Une feedback négatif constructif, fondé sur les faits donc, ne doit pas non plus effondrer notre éléphant. Même si sur le moment, c’est toujours très inconfortable, c’est une opportunité de changer. Ici, c’est au cornac de faire alliance avec notre éléphant pour dépasser ensemble la réaction émotionnelle forte de colère, de rejet ou de tristesse qui pourrait pointer le bout de son nez.
Et surtout, donnez du feedback, du feedback positif, ce que notre patronne du début a su si bien faire. En toute sincérité, … En créant un climat positif avec vos équipes, vous créez une atmosphère qui leur permettra de renforcer leur estime d’eux-mêmes.
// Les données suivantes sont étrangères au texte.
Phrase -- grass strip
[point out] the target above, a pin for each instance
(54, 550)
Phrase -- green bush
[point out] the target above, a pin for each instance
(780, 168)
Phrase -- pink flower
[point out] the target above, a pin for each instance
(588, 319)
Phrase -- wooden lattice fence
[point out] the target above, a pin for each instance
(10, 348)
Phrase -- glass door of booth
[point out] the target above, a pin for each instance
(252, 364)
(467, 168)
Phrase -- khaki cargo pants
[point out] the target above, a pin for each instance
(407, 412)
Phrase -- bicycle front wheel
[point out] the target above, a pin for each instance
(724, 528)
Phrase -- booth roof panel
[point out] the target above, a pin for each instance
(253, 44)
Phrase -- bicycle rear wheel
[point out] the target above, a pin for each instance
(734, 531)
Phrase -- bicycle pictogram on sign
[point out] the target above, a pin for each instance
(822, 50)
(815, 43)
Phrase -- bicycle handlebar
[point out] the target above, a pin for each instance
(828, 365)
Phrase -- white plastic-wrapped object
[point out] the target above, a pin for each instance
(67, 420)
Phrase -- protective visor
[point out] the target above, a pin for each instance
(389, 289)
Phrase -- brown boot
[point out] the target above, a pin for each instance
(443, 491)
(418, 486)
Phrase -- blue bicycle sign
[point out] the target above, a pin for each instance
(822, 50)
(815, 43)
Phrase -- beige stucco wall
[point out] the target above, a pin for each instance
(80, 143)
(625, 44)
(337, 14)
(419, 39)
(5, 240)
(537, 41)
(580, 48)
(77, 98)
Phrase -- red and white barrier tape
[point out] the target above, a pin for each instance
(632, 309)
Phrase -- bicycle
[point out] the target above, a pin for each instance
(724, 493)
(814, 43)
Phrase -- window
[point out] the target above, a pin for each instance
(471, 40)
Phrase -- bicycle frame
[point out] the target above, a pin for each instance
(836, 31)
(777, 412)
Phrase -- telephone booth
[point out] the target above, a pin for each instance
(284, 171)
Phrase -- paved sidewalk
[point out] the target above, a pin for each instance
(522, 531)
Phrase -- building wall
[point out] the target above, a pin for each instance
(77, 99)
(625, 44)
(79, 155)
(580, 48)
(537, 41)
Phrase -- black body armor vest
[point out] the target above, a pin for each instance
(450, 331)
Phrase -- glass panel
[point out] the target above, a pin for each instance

Vous constaterez que vos collaborateurs gagneront en charisme, assertivité, transparence, en capacité à dire les choses, en ouverture et ceci au profit de la performance collective.

Sur ce chemin de découverte, parfois incertain, parfois semé d’embuches, où les enjeux de carrière en entreprise peuvent être fort, un accompagnement peut être utile. Dans une espace d’accueil, de bienveillance, le dirigeant, le cadre ou le collaborateur pourra apprendre à son cornac à apprivoiser son éléphant en toute sécurité. Il pourra s’entraîner dans la relation avec le coach, entendre des feedbacks et expérimenter de nouvelles façons d’être en renforçant son estime de soi.

Et je voudrais pour conclure, partager avec vous cette magnifique parole de Carl Rogers :

soleil

« Les gens sont juste aussi merveilleux que des couchers de soleil, si je peux les laisser être.
En fait, peut-être que la raison pour laquelle nous pouvons vraiment apprécier un coucher de soleil, est que nous ne pouvons pas le contrôler.
Quand je regarde un coucher de soleil comme je l’ai fait l’autre soir, je ne me trouve pas moi même en train de dire : « Adoucis lui un peu le orange au coin, mets un peu plus de rouge à la base, utilise un peu plus de rose dans la couleur des nuages. »
Je ne le fais pas. Je n’essaie pas de contrôler un coucher de soleil. Je le regarde avec respect.
Je m’aime mieux quand je peux apprécier mon collègue, mon fils, ma fille, mes petits enfants, de cette manière. »  Carl ROGERS, A Way Of Being, 1980

Et le cornac de lâcher prise et mieux aimer son éléphant pourra mieux apprécier les cornacs et les éléphants des autres.
Leader de soi, leader des autres : le leader de soi développe sa connaissance de lui, jour après jour, renforce son estime de soi pour s’ouvrir, agir avec plus de responsabilité, de sérénité et de transparence. Il permet alors à ses équipes d’avancer sur ce chemin également.
En créant les conditions de la confiance, de la transparence, de l’estime de soi, le leader permet à chacun d’exprimer son plein potentiel.